Companies are looking to harness agentic code generators to get software built faster. But for every story of increased developer productivity or greater code base understanding, there’s a story about creating more bugs and the increased likelihood of production outages.
Here at CodeRabbit, we needed to know if the issues individuals have been seeing are actual and, in that case, how unhealthy they’re. We’ve seen knowledge and research about this identical query, however lots of them are simply qualitative surveys sharing vibes about vibe coding. This doesn’t present us a path to an answer, solely a notion.
We needed one thing just a little extra actionable with precise knowledge. What particular type of bugs is AI extra prone to generate? Do some classes of bugs present up extra typically? How extreme are they? How is that this impacting manufacturing environments?
On this article, we’ll speak in regards to the analysis we did, what it means for you as a developer, and how one can mitigate the errors that LLMs make.
To search out solutions to our questions, we scanned 470 open-access GitHub repos to create our State of AI vs. Human Code Generation Report. We regarded for alerts that indicated pull requests had been AI co-authored or human created, like commit messages or agentic IDE information.

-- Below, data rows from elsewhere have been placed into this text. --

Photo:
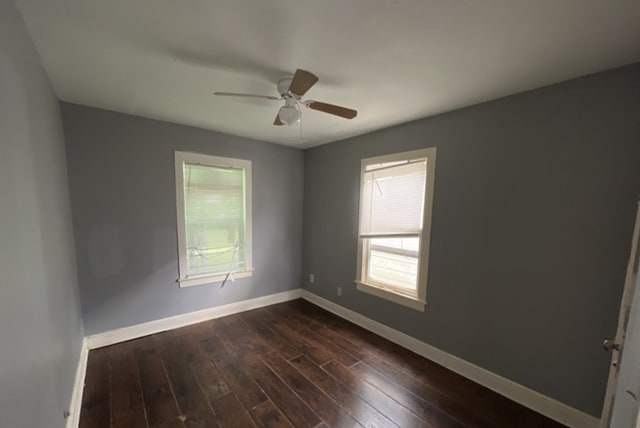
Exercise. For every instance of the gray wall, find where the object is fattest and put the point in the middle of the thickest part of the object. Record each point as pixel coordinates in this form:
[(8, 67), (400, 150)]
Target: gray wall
[(533, 213), (40, 324), (121, 174)]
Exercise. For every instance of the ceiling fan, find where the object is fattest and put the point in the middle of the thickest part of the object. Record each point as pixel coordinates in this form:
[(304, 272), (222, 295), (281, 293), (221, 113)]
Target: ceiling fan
[(291, 90)]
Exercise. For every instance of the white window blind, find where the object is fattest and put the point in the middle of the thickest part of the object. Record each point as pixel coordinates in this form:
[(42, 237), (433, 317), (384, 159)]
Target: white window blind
[(393, 199), (213, 196), (214, 219), (394, 225)]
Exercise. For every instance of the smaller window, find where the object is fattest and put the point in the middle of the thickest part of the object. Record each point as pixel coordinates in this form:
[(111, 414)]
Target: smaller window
[(396, 196), (213, 196)]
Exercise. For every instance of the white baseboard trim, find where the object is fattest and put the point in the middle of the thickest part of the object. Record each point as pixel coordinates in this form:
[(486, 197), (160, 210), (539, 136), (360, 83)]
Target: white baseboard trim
[(73, 420), (139, 330), (547, 406)]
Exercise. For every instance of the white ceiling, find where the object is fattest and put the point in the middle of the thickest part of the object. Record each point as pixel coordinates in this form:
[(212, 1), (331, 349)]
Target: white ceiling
[(392, 60)]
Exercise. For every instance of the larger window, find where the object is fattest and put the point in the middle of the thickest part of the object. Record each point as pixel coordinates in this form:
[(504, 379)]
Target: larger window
[(396, 195), (214, 218)]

What we discovered is that there are some bugs that people create extra typically and a few that AI creates extra typically. For instance, people create extra typos and difficult-to-test code than AI. However general, AI created 1.7 occasions as many bugs as people. Code technology instruments promise pace however get tripped up by the errors they introduce. It’s not simply little bugs: AI created 1.3-1.7 occasions extra crucial and main points.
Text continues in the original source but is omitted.